Para você, Bebeta!
Num reino muito, muito perto daqui, existia um povo que vivia de lembranças.
Era um povo que tinha sido muito feliz há alguns anos atrás, durante o reinado de Sua Majestade o Amor. Era uma época de muita felicidade, riso solto, corações acelerados, músicas alegres, dias ensolarados e planos para um futuro eterno. As pessoas viviam despreocupadas, sem medo, acreditando que nada poderia mudar.
Porém, em um feio dia de chuva, as terras foram invadidas pela rainha Tristeza. Ela tomou o reino em um golpe, impondo seu mandato de lágrimas e dor. No início, o povo se rebelou, levantou as armas e foi às ruas brigar pelo direito de ser feliz e pela volta do rei Amor. Mas a tirana Tristeza tinha um exército forte, bem treinado. O povo conseguiu resistir heroicamente por um tempo. Só que a falta de amor os deixava cada vez mais fracos. Até que um dia, a rainha Tristeza subiu sua bandeira no pátio do castelo.
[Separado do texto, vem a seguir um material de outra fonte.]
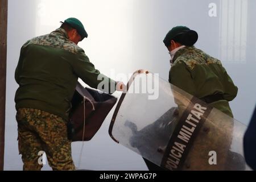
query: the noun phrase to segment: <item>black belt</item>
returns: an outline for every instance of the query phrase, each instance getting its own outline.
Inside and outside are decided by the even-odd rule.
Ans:
[[[222,94],[214,94],[208,96],[205,96],[200,98],[202,101],[206,103],[210,104],[220,100],[224,100],[224,97]]]

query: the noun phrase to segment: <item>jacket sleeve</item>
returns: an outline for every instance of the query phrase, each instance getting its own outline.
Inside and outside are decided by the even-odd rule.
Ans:
[[[232,79],[231,79],[225,68],[224,67],[222,68],[224,79],[224,86],[225,86],[224,97],[227,101],[231,101],[237,96],[238,89],[234,84]]]
[[[189,71],[189,68],[183,62],[172,65],[169,72],[169,82],[172,85],[196,96],[196,89]]]
[[[23,60],[23,47],[20,49],[20,53],[19,54],[19,61],[18,62],[17,67],[16,67],[15,76],[15,81],[17,84],[19,84],[20,82],[20,72],[22,69]]]
[[[94,65],[90,62],[83,51],[77,56],[72,63],[73,71],[79,77],[93,88],[109,93],[115,91],[115,81],[95,69]]]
O hino nacional mudou, agora todos eram obrigados a cantar e ouvir aquela melodia melancólica e sombria.
O tempo foi passando e a vida continuava. As pessoas levantavam cedo, trabalhavam, comiam, estudavam, voltavam para casa, dormiam. Saiam de férias, viajavam, encontravam-se no bar da moda, batiam papo. Só que algo faltava. Elas haviam perdido o brilho no olhar, o viço na pele, as borboletas no estômago. Era uma agonia viver neste reino depois de ter conhecido o amor.
A tirana Tristeza era casada com o rei Desespero, um homem agoniado, deprimido e pessimista, que espalhava pelo reino todo seu fel. Era um casal estranho. Tinham uma filha, a Saudade, uma criancinha de coração bom, mas muito chata e manhosa. A menininha vivia correndo, gritando e chorando pelo reino, incomodando a todos.
As lembranças eram os melhores momentos deste povo. Logo depois do golpe, todos falavam sobre os bons tempos. Recordar cada detalhe era uma estratégia para trazer um pouco de felicidade aos corações. O tempo foi passando, as pessoas foram acostumando-se com o reinado triste (afinal, acostuma-se a tudo!). Alguns até preferiram assim. Com isso, as lembranças foram perdendo a cor, a forma e até a importância. E assim o povo foi vivendo.
Só que algumas rebeldes insistem em viver relembrando o tempo feliz, desejando-o de volta. Elas inventam formas de manter a felicidade por perto: viagens, tattoos, cantorias, conversas. Elas sentem lá no fundo do coração que o Amor vai voltar, que os momentos alegres vão ter espaço novamente na vida do reino. Elas batalham para que isso aconteça (mesmo se perdendo nas inúmeras tentativas de fazer dar certo). Se apegam na exilada esperança e seguem em frente, torcendo para que o Superolhosverdes e o Homem vai-e-volta apareçam e mudem o final da história.